3 Famous Movies You Didn't Know Were Filmed in Canada
Although you would never know it, some of Hollywood’s biggest blockbusters are filmed in the Great White North. In celebration of Canada Day, here are 3 famous movies you've probably seen, but didn’t know were filmed in our beautiful country.
1. Blades of Glory (2007)
Location: Montréal, Quebec
Looking for a good laugh this July 1? Screen this goofball ode to figure skating featuring Anchorman’s Will Ferrell and Napoleon Dynamite’s Jon Hedder as dueling rivals forced to form a male figure skating team.
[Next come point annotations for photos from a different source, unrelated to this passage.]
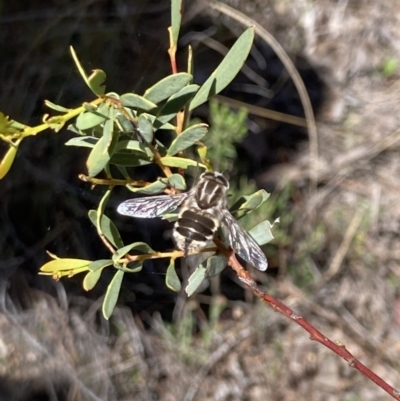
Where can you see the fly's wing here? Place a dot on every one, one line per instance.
(243, 243)
(151, 206)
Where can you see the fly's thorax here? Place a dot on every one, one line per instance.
(211, 191)
(195, 228)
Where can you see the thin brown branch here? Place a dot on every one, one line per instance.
(315, 334)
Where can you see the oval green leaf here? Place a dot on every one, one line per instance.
(97, 81)
(134, 145)
(107, 227)
(56, 107)
(176, 17)
(91, 279)
(180, 162)
(154, 188)
(8, 160)
(100, 264)
(102, 151)
(139, 247)
(83, 141)
(64, 264)
(171, 279)
(145, 127)
(262, 232)
(215, 265)
(89, 120)
(129, 160)
(111, 298)
(227, 69)
(124, 124)
(167, 87)
(137, 102)
(195, 280)
(177, 181)
(176, 103)
(187, 138)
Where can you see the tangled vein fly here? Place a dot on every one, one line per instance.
(204, 210)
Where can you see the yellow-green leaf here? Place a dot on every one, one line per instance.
(227, 69)
(111, 298)
(195, 280)
(172, 280)
(64, 264)
(8, 160)
(187, 138)
(180, 162)
(91, 279)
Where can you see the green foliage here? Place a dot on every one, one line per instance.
(228, 128)
(121, 131)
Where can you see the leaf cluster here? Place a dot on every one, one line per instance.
(121, 132)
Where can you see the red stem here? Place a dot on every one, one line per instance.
(316, 335)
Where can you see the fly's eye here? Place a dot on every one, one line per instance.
(208, 174)
(222, 180)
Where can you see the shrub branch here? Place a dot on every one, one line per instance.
(316, 335)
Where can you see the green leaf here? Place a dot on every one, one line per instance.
(145, 127)
(135, 146)
(215, 265)
(91, 279)
(107, 227)
(8, 160)
(176, 103)
(111, 298)
(195, 280)
(227, 69)
(187, 138)
(176, 17)
(177, 181)
(56, 107)
(171, 279)
(154, 188)
(100, 264)
(139, 247)
(97, 81)
(167, 87)
(64, 264)
(136, 102)
(102, 151)
(83, 141)
(158, 124)
(129, 160)
(124, 124)
(90, 119)
(180, 162)
(249, 203)
(262, 232)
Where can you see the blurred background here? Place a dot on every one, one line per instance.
(334, 259)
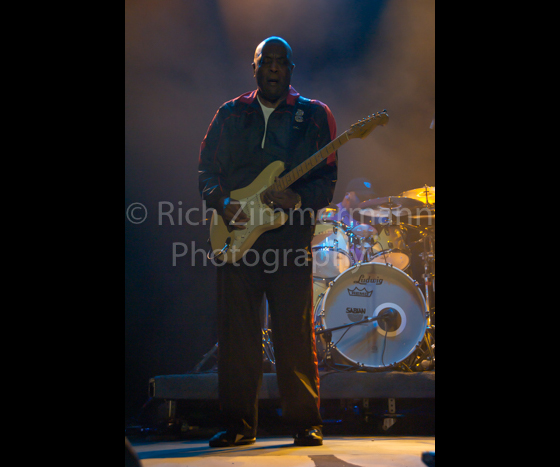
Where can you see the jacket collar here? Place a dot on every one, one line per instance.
(292, 98)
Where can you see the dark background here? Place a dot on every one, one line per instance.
(183, 59)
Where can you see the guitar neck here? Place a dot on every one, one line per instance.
(294, 175)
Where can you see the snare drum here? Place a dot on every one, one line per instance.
(331, 250)
(391, 248)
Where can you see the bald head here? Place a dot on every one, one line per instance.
(273, 39)
(273, 69)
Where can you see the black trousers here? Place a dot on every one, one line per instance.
(280, 266)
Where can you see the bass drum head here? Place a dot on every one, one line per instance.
(366, 291)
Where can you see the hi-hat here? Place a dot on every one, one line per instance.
(427, 194)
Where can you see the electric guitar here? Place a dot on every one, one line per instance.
(232, 244)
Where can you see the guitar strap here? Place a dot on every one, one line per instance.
(300, 122)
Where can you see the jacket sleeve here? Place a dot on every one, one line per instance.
(317, 188)
(211, 164)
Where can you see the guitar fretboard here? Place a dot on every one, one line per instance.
(294, 175)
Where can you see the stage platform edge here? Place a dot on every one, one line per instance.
(344, 385)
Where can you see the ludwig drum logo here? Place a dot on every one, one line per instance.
(360, 292)
(356, 314)
(369, 281)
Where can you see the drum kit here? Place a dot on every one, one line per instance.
(374, 284)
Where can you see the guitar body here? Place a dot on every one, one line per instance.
(231, 245)
(262, 217)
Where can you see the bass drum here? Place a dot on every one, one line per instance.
(366, 291)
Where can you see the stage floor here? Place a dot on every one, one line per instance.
(281, 452)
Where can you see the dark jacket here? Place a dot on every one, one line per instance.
(231, 156)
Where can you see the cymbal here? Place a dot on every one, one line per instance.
(378, 211)
(391, 203)
(427, 194)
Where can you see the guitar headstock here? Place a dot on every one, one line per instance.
(364, 127)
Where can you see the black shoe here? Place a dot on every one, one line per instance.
(310, 437)
(227, 439)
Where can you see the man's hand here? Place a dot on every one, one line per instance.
(287, 199)
(233, 214)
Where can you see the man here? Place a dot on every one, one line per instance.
(248, 133)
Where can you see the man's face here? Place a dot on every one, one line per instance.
(273, 70)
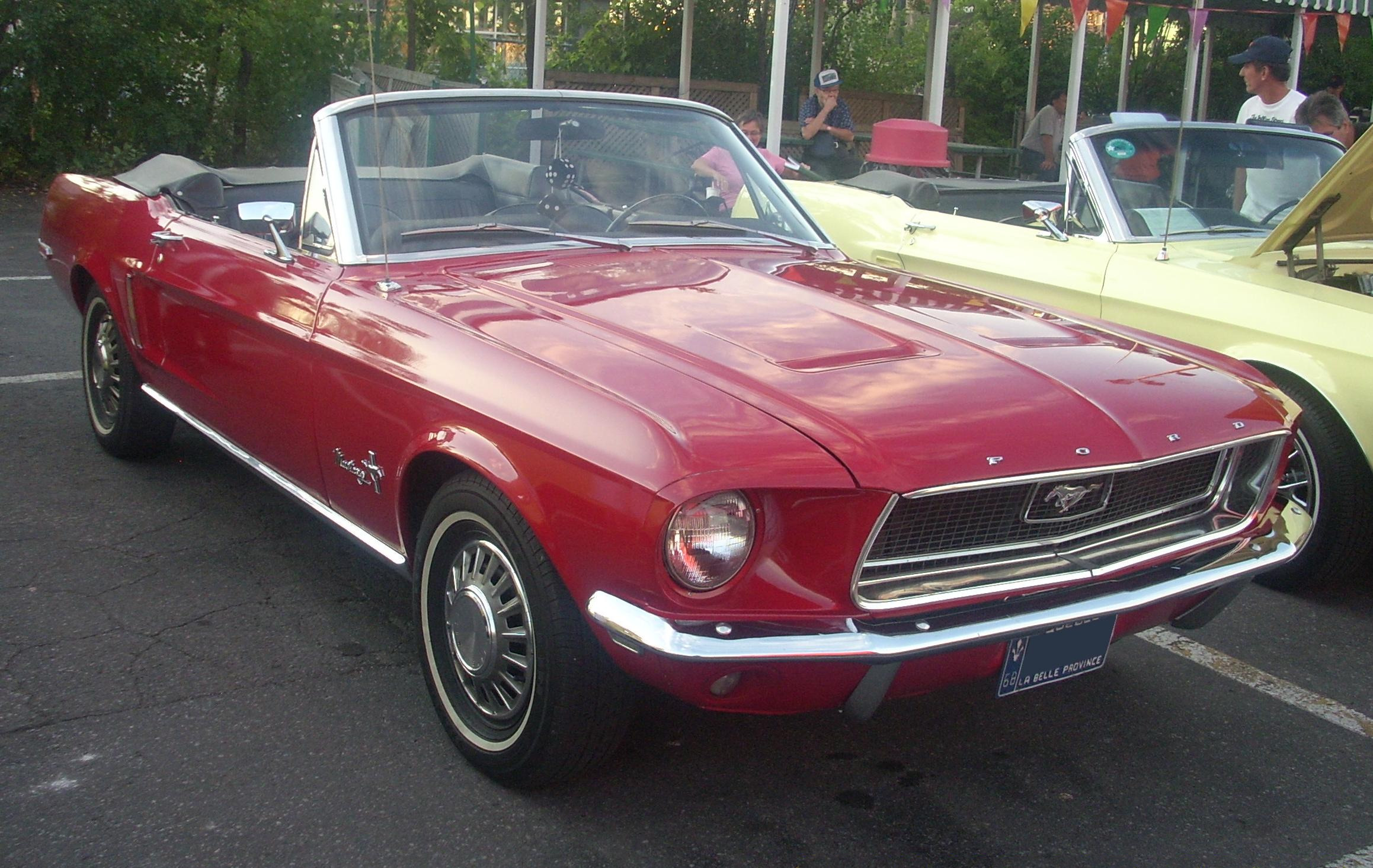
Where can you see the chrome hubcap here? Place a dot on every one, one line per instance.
(105, 367)
(487, 620)
(1301, 482)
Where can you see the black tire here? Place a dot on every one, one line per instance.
(517, 677)
(1328, 477)
(127, 422)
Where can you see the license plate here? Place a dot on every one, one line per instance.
(1059, 653)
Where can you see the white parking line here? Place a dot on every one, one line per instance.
(39, 378)
(1364, 859)
(1262, 681)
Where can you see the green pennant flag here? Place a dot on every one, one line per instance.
(1158, 14)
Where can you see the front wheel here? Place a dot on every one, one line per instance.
(522, 687)
(1328, 477)
(127, 422)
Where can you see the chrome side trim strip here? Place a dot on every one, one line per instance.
(640, 631)
(354, 530)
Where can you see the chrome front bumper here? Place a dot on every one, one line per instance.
(642, 631)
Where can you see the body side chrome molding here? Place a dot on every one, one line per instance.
(272, 476)
(640, 631)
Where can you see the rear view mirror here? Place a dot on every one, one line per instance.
(276, 217)
(1044, 212)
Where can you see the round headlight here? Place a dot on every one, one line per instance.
(709, 539)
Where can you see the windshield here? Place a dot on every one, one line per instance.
(1240, 180)
(443, 175)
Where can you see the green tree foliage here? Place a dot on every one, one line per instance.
(436, 37)
(98, 84)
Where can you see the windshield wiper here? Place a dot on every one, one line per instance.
(508, 227)
(1217, 231)
(726, 227)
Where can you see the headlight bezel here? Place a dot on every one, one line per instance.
(699, 566)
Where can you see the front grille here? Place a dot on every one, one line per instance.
(981, 518)
(955, 543)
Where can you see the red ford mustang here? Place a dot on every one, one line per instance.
(618, 432)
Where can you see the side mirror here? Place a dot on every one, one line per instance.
(278, 213)
(1042, 213)
(275, 216)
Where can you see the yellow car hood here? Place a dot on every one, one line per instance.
(1349, 219)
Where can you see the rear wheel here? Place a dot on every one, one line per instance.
(127, 422)
(522, 687)
(1328, 477)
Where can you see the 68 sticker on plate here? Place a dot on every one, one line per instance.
(1059, 653)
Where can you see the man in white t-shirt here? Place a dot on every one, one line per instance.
(1265, 69)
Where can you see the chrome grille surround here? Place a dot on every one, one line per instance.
(967, 540)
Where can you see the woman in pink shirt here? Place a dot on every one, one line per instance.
(720, 166)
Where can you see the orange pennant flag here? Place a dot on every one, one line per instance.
(1115, 14)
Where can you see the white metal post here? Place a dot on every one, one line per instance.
(1126, 50)
(934, 89)
(1298, 37)
(1070, 120)
(540, 46)
(1189, 80)
(817, 40)
(782, 21)
(684, 71)
(1033, 84)
(1206, 76)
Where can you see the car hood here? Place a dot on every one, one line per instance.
(1343, 200)
(908, 382)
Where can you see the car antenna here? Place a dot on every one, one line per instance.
(385, 286)
(1174, 188)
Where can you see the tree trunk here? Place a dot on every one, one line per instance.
(241, 105)
(529, 44)
(412, 25)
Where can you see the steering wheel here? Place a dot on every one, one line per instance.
(638, 206)
(1279, 210)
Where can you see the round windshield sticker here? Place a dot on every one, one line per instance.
(1119, 149)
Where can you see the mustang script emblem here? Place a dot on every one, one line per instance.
(1067, 496)
(367, 472)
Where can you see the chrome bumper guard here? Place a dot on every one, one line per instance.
(642, 631)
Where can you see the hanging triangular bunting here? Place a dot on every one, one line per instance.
(1198, 24)
(1080, 9)
(1115, 14)
(1154, 23)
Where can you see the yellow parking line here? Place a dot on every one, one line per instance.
(1262, 681)
(1364, 859)
(39, 378)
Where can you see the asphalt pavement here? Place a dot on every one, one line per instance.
(196, 671)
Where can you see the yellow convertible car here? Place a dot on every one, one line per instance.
(1253, 241)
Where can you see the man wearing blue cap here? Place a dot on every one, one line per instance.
(1259, 194)
(1265, 69)
(828, 128)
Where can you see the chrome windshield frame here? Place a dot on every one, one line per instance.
(1084, 162)
(348, 239)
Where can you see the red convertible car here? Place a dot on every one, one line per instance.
(617, 433)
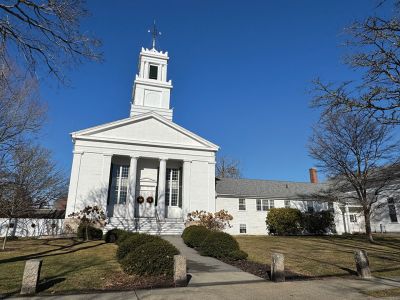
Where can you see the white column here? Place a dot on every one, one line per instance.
(146, 70)
(132, 188)
(159, 72)
(74, 183)
(141, 72)
(161, 188)
(186, 188)
(211, 187)
(347, 218)
(105, 180)
(164, 73)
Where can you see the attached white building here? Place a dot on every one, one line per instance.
(249, 200)
(145, 171)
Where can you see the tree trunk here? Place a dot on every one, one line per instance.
(368, 231)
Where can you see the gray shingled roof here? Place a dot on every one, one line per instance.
(265, 188)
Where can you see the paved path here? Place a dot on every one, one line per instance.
(328, 289)
(210, 271)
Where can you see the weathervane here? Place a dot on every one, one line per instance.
(155, 33)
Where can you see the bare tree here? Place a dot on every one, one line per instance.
(374, 45)
(30, 182)
(358, 153)
(227, 168)
(45, 33)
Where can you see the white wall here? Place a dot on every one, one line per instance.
(23, 227)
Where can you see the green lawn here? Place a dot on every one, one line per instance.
(326, 256)
(68, 265)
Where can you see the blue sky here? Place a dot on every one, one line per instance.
(241, 72)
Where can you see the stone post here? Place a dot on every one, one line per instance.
(278, 267)
(31, 276)
(180, 276)
(362, 264)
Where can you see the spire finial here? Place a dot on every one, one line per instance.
(155, 33)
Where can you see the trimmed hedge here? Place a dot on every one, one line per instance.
(194, 235)
(93, 232)
(284, 221)
(218, 244)
(133, 241)
(150, 258)
(318, 222)
(123, 236)
(113, 235)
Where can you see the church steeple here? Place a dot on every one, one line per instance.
(151, 89)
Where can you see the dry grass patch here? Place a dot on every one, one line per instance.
(326, 256)
(69, 265)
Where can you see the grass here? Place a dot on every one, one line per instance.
(326, 256)
(384, 293)
(68, 265)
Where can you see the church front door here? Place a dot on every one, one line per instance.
(147, 192)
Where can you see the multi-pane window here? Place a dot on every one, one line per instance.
(153, 72)
(353, 218)
(242, 204)
(172, 193)
(119, 183)
(264, 204)
(392, 210)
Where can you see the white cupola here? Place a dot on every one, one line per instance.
(151, 89)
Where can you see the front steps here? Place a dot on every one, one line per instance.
(147, 225)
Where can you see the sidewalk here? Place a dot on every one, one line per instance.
(328, 289)
(206, 271)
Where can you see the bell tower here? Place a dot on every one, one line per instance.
(151, 89)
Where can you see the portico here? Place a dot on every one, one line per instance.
(145, 171)
(146, 187)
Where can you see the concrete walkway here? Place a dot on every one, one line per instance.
(206, 271)
(327, 289)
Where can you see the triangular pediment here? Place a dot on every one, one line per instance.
(146, 129)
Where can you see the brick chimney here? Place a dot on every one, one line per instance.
(313, 175)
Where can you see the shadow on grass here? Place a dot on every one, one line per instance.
(49, 282)
(65, 249)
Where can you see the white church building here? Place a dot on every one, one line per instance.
(147, 173)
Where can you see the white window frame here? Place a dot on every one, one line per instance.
(158, 71)
(242, 206)
(242, 227)
(120, 183)
(264, 204)
(353, 218)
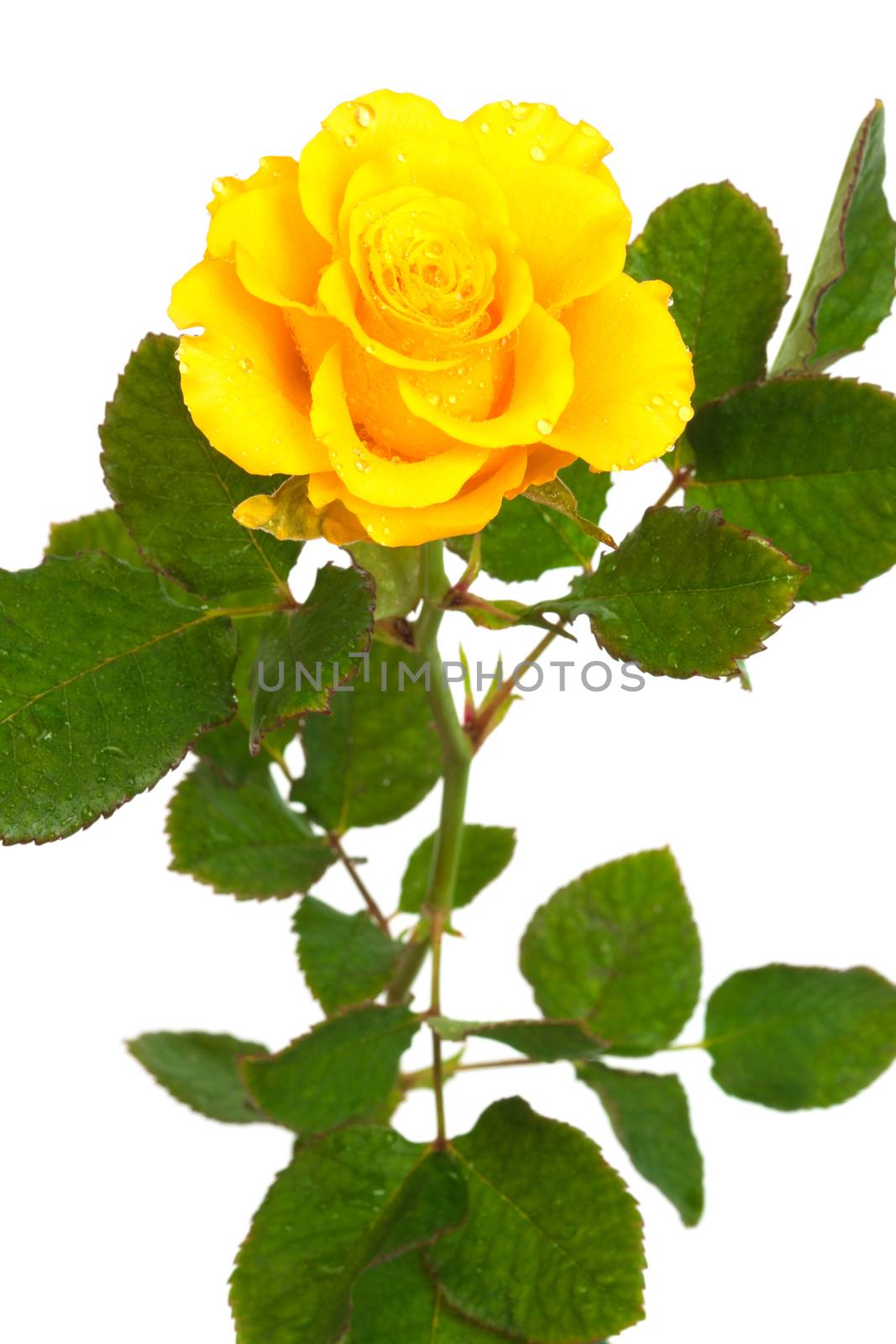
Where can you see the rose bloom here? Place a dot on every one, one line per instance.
(423, 318)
The film concludes with an international skating competition, showcasing several Montréal sights including Habitat 67 and the exterior of the iconic Montréal Olympic Stadium. In fact, one of the most memorable scenes - the infamous outdoor skate-wearing chase sequence - gave audiences an on-screen tour through Montréal’s Olympic Village.
2. Incredible Hulk (2008)
Location: Toronto, Ontario
Film-goers can thank former Toronto mayor, David Miller, for bringing this larger than life Marvel Comic sequel to the metropolitan city’s streets of Toronto as a stand in for the Big Apple. A huge Hulk fan, Miller promised the producers that Toronto’s main traffic lane - Yonge Street - could be closed for four nights of intense filming featuring explosives and burning vehicles. Because of his willingness to accommodate the production, much of the Toronto landscape can be seen in the finished film, including the University of Toronto and the financial district.
3. Titanic (1997)
Location: Halifax, Nova Scotia
One of the highest grossing and most successful films of all time was not only partially shot in Canada, but also written, directed, and produced by Canadian, James Cameron. Titanic aimed for authenticity when it shot many of its water scenes off the coast of Halifax, Nova Scotia, intertwining the environment of the real life catastrophe with a little movie magic. In 1912 when the Titanic was ripped apart by an iceberg in the Atlantic Ocean, Halifax was the closest major seaport to the disaster. Despite feverish rescue attempts, few survivors were pulled from the frigid waters and over 100 victims were laid to rest in nearby cemeteries. When Cameron began production on his 1997 epic, he brought his cast and crew to Halifax to shoot the film’s harrowing, unforgettable ocean scenes.